Odd problem with queues

Feels like a memory corruption to me. Can you share the complete code as a zip or put it in a GitHub repo somewhere?

it is still unclear what the relationship between that and

is. In the dynamic setup, your queue is configured to hold x items of sizeof(SYSTEM_PACKET_type) but you copy to an identifier of size I2C_PACKET_data . Again, did you ensure that those sizes match? Typically it is good practice to restrict queue operations to members of the same data type.

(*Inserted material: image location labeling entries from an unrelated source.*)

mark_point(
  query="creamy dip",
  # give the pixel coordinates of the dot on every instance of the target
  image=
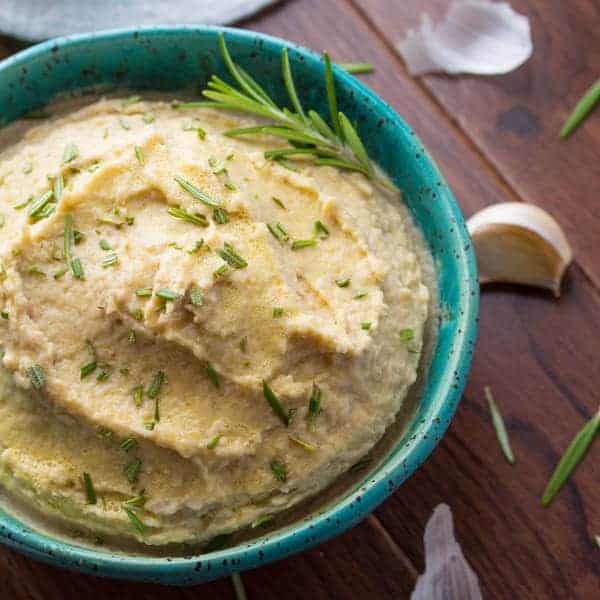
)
(195, 338)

Edit: Insertion into queues where source and target sizes do not match is normally not a problem, at least not in terms of memory overwrite potential; in the worst case, the source is truncated (which may lead to follow up issues on the application level) or stuffed with random data. The bigger potential problem is with receiving from such a queue if the destination is smaller than the queue element size because then memory in the target vicinity may get overwritten.

1 Like

I would, but it’s way too complicated (the system) to reproduce easily. I’ll see if I can reduce the problem a bit.

Please see the next message for an idea of the design strategy.

We’re talking two queues here.

The main queue takes 64 byte elements, of which the first 32 bytes are constructed and then sent over any network by the transport layer. The remainder of those 32 bytes are not sent, but are bits broken out, helper data, and the like.

Almost everything feeds the main queue, networking and user routines, etc. The idea is once the packet is constructed (contains routing data and a data segment), the transport layer sees that it goes where it needs to go. The transport layer is fed by a reader task.

If addresses match to local, then the whole packet is processed. The PCA9634 is an LED control chip which needs very little data once you look at it, obviously, routing data is not needed by the actual chip control routines.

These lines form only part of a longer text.